A Giant Burrito of Sorrow

Vincent Gallo's drive across America proves to be a good-looking, albeit occasionally sucky experience

Originally shown at Cannes to some of the worst reviews of any film since the B'nai B'rith screening of Triumph of the Will, The Brown Bunny has now been re-cut and released in the United States of America, which is, if not the greatest country in the world, at least the only country in the world where everyone goes around saying, "We're the greatest country in the world!"

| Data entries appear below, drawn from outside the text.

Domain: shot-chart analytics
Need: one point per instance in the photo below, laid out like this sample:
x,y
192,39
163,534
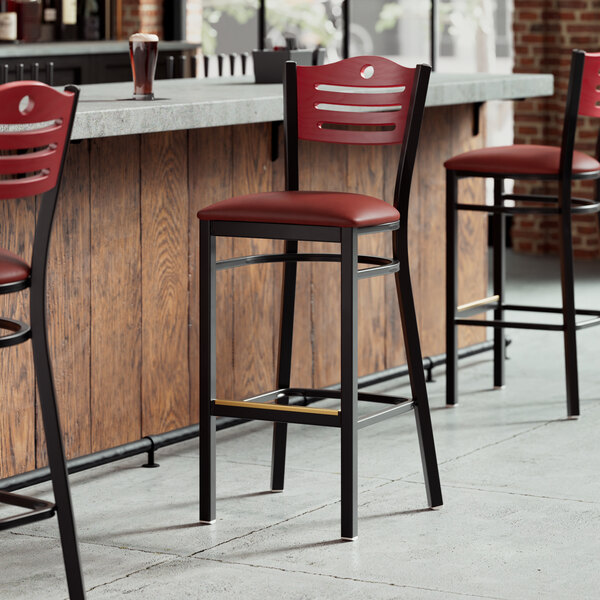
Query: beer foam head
x,y
143,37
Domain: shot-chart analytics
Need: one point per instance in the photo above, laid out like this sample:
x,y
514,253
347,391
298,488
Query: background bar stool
x,y
31,163
562,165
328,103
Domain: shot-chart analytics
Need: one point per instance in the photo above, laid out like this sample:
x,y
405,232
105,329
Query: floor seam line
x,y
339,577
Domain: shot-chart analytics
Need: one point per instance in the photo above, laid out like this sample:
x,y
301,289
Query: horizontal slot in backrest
x,y
589,101
34,120
362,100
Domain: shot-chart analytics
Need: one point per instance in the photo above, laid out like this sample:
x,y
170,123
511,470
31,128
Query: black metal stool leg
x,y
451,288
416,372
54,445
499,246
284,366
568,297
207,272
349,381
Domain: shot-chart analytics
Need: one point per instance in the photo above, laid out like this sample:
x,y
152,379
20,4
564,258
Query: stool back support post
x,y
290,270
36,163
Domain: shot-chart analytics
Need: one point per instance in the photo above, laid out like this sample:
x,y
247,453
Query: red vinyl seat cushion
x,y
12,267
330,209
520,159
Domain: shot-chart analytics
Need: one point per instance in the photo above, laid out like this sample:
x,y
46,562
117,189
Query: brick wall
x,y
545,32
142,15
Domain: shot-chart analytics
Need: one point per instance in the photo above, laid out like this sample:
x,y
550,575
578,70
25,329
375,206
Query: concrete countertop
x,y
107,109
43,49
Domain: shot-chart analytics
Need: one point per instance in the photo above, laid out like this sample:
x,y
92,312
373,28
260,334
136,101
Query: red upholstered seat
x,y
12,267
332,209
520,160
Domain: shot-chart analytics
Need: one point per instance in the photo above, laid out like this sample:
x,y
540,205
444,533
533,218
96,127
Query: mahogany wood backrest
x,y
361,100
35,125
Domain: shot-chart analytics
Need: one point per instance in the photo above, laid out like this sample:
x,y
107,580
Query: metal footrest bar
x,y
497,324
549,309
337,394
282,413
526,308
383,265
580,206
588,323
38,510
21,332
400,408
479,306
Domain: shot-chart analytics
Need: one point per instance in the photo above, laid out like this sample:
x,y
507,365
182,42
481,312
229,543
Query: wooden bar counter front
x,y
123,288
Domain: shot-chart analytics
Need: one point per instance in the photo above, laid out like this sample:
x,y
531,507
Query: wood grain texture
x,y
123,279
210,179
472,226
256,289
164,223
116,308
68,305
428,227
17,393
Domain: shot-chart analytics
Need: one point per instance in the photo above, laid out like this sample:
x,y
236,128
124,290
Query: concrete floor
x,y
521,486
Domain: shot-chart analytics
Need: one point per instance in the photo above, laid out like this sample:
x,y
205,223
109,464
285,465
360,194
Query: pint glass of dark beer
x,y
143,52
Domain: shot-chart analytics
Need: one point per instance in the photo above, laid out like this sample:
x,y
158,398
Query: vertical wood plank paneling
x,y
116,314
210,180
325,167
365,176
68,305
17,392
256,289
472,226
164,223
116,256
428,227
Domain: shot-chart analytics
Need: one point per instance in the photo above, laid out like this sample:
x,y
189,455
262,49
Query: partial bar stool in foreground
x,y
36,123
561,165
362,100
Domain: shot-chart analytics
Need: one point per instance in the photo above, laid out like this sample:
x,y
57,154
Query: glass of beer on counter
x,y
143,52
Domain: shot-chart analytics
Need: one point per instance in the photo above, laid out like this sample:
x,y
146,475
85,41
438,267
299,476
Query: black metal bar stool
x,y
362,100
31,164
562,165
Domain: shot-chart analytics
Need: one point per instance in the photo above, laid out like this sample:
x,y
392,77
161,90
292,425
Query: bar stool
x,y
562,165
361,100
31,163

So how will the worst-reviewed film appeal to the citizens of the best-(self-)reviewed nation in the world? Well, Americans will largely dislike Brown Bunny, and they won't be entirely wrong to do so, though it does have some strong merits, and is, for the true cinema buff, probably worth checking out.

Vincent Gallo shoots, writes, produces, stars in, directs and does the special effects for this film. He also appears in almost every scene, which makes his having shot Brown Bunny seem a bit of a mystery, but maybe he has really long arms or something.

This sort of Barbra Streisand level of self-indulgence is part of what opened Gallo up for such vicious attacks. At more than two hours, his original version of the film was no doubt too long, and the urge to keep in every blurry scene of his handsome face staring painfully out the window for 27 minutes apparently overwhelmed his better artistic abilities.

However, the version that Gallo is releasing here in the U.S. of A. clocks in at only 93 minutes, which shows that the one thing artists really need is a cadre of cruel-hearted critics calling their creations crap. In response to the critical drubbing, Gallo has turned excremental excess into, if not perfect art, at least something interesting.

The first hour of the film is essentially a riff on early-'70s counter-culture road movies. Shot in gorgeous, often out-of-focus Super 16 millimeter film, it's gorgeously grainy, with lots of the requisite filtered sunlight shots that look so good on low-end celluloid.

Gallo plays Bud Clay, a motorcycle racer who has lost, or perhaps just misplaced, his girlfriend or wife. She was last seen somewhere in California, and so he drives from a leafy New England toward the barren West, searching for her by staring soulfully into the setting sun.

Since his beloved was or is or will be named Daisy, every time he meets a girl or woman or successful post-op transsexual with the same name as a flower, he falls in love for, like, 30 minutes.

These scenes are great. Gallo is so good-looking and strangely charming that it seems believable when random cute teens suddenly decide to run away with him. Some really fine performances, notably from newcomers Anna Vareschi and Elizabeth Blake, make this work in a way that original Gallo girls Winona Ryder and Kirsten Dunst probably couldn't have pulled off. (Gallo fired them about a week into shooting and replaced them with unknowns.)

One of the best bits does involve a star, but an astonishingly faded one. Former Charlie's Angel hardbody Cheryl Tiegs, looking as weathered as Florida in August, does a nearly silent number as a weepy woman at a rest stop that's stunning, weird and effective.

Mostly, though, the film is just Gallo looking sad behind the wheel as the United States rolls out before him like a giant burrito of sorrow. It's pretty and self-indulgent and sweet, and, while boring in a sort of calculated way, it's hypnotic enough that you don't care. In fact, it pretty much captures the experience of driving across America, which is something that films that feel they need endless action and teenagers with enlarged breasts never seem to get.

So for the first hour, this is like some of the best, or at least not the worst, of American '70s cinema, a sort of slowed-down Easy Rider or Five Easy Pieces. Then, Chloë Sevigny appears and sucks, amongst other things, the life out of the movie.

A big part of the problem is that she has to spout some really awful and artificial dialogue. The dialogue actually makes sense in the context of the film, but that doesn't stop it from being painful to sit through.

Plus--and I hate to say this about someone as preternaturally cute as Chloë Sevigny--she couldn't act her way out of paper bag full of Keanu Reeveses and Cindy Crawfords. Sure, she was decent in Oh No, My Boyfriend's a Girl!: The Brandon Teena Story, but she didn't really have a lot to do in that film. She does, however, have certain skills that Gallo exploits in this film. I can't say precisely what those skills are in a family newspaper like this one, but let's just say that the Hoover and Electrolux corporations are in a bidding war to make Ms. Sevigny their official spokesperson.

You also get a look at one of Mr. Gallo's hidden charms, which is surprisingly sleek and well-shaped. It really should have been given separate billing, and I'd be surprised if it doesn't get more roles in the future.

Still, although the ending literally sucks, Brown Bunny has enough going for it to make the final scene almost forgivable. It doesn't quite live up to the films it emulates, but if Gallo can keep restraining himself and listening to the chorus of critics who really have his best hopes at heart, then his next film should be perfect.

The Brown Bunny is not showing in any theaters in the area.